Оказалось, что она живет недалеко, дома пользуется полной свободой и может приходить и уходить ночью. Чтобы миновать, особенно на обратном пути, консьержку, а наполовину из принципиального романтизма, принципиально же мной поощряемого, она вздумала вылезать в окно. Я жил в бельэтаже, окна полуподвала были зарешечены, и она могла бы, свесившись на моих руках, просто встать на решетку и дальше спрыгнуть на землю, но у меня нашлась толстенная веревка, которой мы увенчали конструкцию. Я попробовал сам, убедился, что это нетрудно, и с тех пор она вылезала, а то и влезала, по канату.
Ее лихость меня восхищала, но иной раз настораживала. Я прозвал ее кавалерист-девицей и сравнивал с Борисом Анрепом, про которого Ахматова написала, что он ее, конечно, не любил, а ходил к ней в семнадцатом году исключительно потому, что идти надо было под пулями.
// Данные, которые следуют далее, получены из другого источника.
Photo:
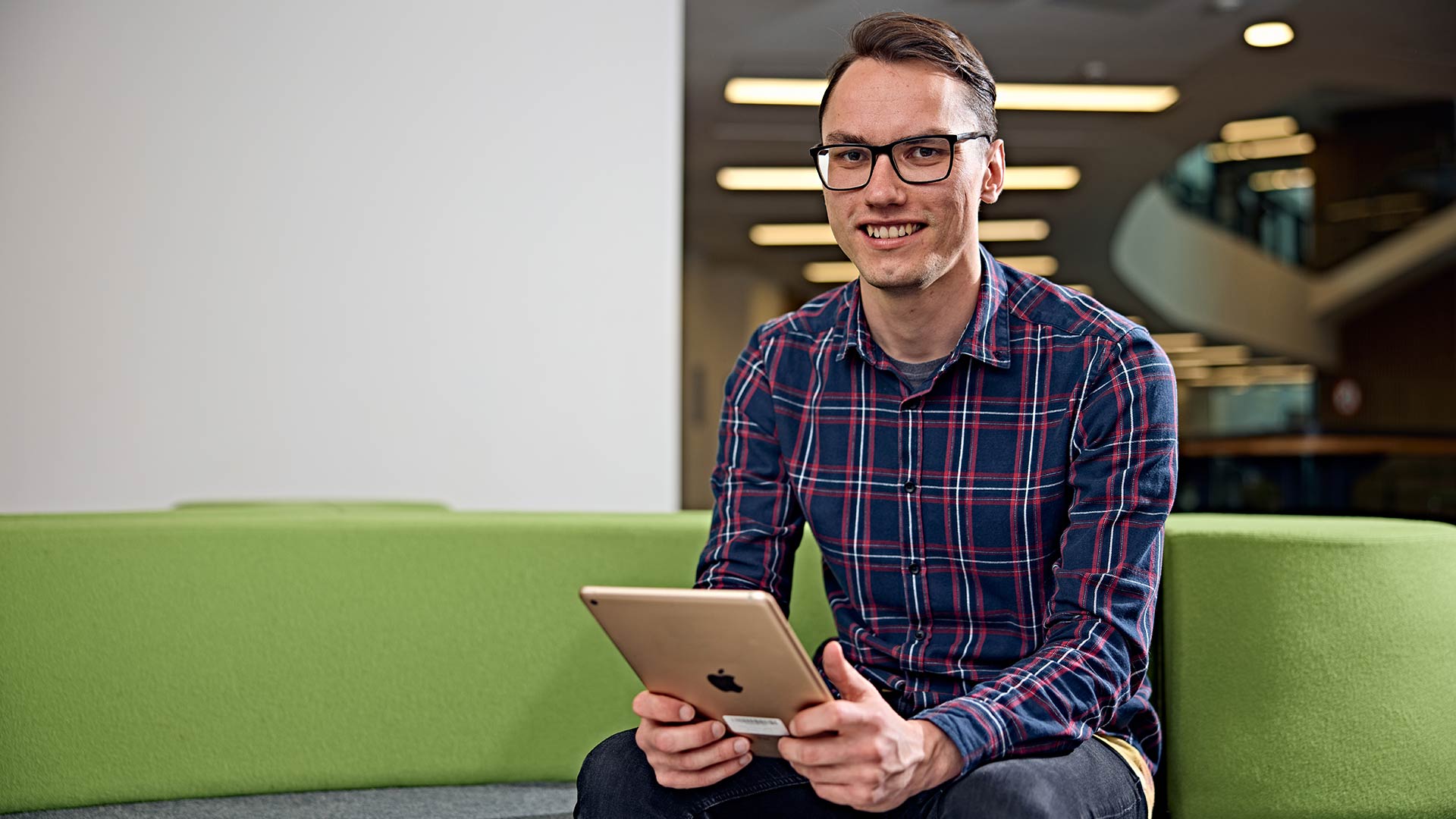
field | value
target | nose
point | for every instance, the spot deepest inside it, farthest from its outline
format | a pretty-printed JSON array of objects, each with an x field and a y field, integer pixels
[{"x": 886, "y": 187}]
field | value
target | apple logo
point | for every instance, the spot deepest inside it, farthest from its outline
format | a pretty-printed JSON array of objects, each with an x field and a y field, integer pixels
[{"x": 724, "y": 681}]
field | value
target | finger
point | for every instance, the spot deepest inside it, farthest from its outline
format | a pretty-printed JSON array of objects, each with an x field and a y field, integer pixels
[
  {"x": 661, "y": 707},
  {"x": 830, "y": 751},
  {"x": 852, "y": 796},
  {"x": 836, "y": 716},
  {"x": 845, "y": 678},
  {"x": 705, "y": 777},
  {"x": 701, "y": 758},
  {"x": 677, "y": 739}
]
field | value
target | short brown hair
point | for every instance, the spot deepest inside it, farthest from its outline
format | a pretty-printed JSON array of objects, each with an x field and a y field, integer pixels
[{"x": 897, "y": 37}]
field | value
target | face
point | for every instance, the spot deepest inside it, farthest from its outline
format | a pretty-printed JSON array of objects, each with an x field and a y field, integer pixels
[{"x": 878, "y": 102}]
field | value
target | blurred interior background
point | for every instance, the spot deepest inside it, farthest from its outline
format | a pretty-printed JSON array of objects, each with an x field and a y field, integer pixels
[
  {"x": 492, "y": 257},
  {"x": 1272, "y": 202}
]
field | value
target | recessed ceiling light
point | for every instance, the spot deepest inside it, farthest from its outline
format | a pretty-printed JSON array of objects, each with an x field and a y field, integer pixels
[
  {"x": 1286, "y": 180},
  {"x": 1011, "y": 96},
  {"x": 1018, "y": 178},
  {"x": 1269, "y": 36},
  {"x": 1260, "y": 149},
  {"x": 1266, "y": 129}
]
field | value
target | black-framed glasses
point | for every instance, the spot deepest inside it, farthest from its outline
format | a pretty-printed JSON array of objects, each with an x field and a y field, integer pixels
[{"x": 919, "y": 161}]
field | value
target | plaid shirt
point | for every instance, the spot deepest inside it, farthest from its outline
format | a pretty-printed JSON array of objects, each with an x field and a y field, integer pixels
[{"x": 992, "y": 542}]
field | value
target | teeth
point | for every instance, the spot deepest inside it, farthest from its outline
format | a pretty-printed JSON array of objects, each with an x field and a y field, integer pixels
[{"x": 890, "y": 231}]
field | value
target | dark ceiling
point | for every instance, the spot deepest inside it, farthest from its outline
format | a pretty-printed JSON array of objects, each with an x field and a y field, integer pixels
[{"x": 1401, "y": 49}]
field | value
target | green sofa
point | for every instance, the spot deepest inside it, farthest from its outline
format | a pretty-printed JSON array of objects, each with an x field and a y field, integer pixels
[{"x": 1305, "y": 667}]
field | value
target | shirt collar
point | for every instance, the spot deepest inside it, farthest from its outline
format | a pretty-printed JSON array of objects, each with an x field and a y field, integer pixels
[{"x": 987, "y": 335}]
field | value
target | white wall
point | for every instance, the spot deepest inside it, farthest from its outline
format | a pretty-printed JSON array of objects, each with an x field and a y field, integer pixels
[{"x": 338, "y": 249}]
Но все кончается, кончился и этот роман, и мы расстались – друзьями. Дело в том, что ее ночные визиты по шелковой лестнице позволяли мне перемежать этот роман другим, дневным, но новая возлюбленная меня вскоре бросила, я отчаянно страдал, и моя кавалерист-девица по дороге на свидание с кем-то еще (впервые на моей памяти начав душиться и краситься) продолжала забегать ко мне, чтобы утереть мои слезы, а иногда и не только слезы. Делала ли она это по доброте душевной, ради самоутверждения или из какой-то общей своей расфокусированности, не знаю.
Но все проходит; еще один роман спустя я женился, а там вышла замуж и она. Вышла за красавца, альпиниста и, как все почтительно добавляли, подающего большие надежды археолога. Я увидел его опять-таки в одном из наших турпоходов. Он был высокий, широкоплечий, смотрелись они хорошо, и я порадовался за нее.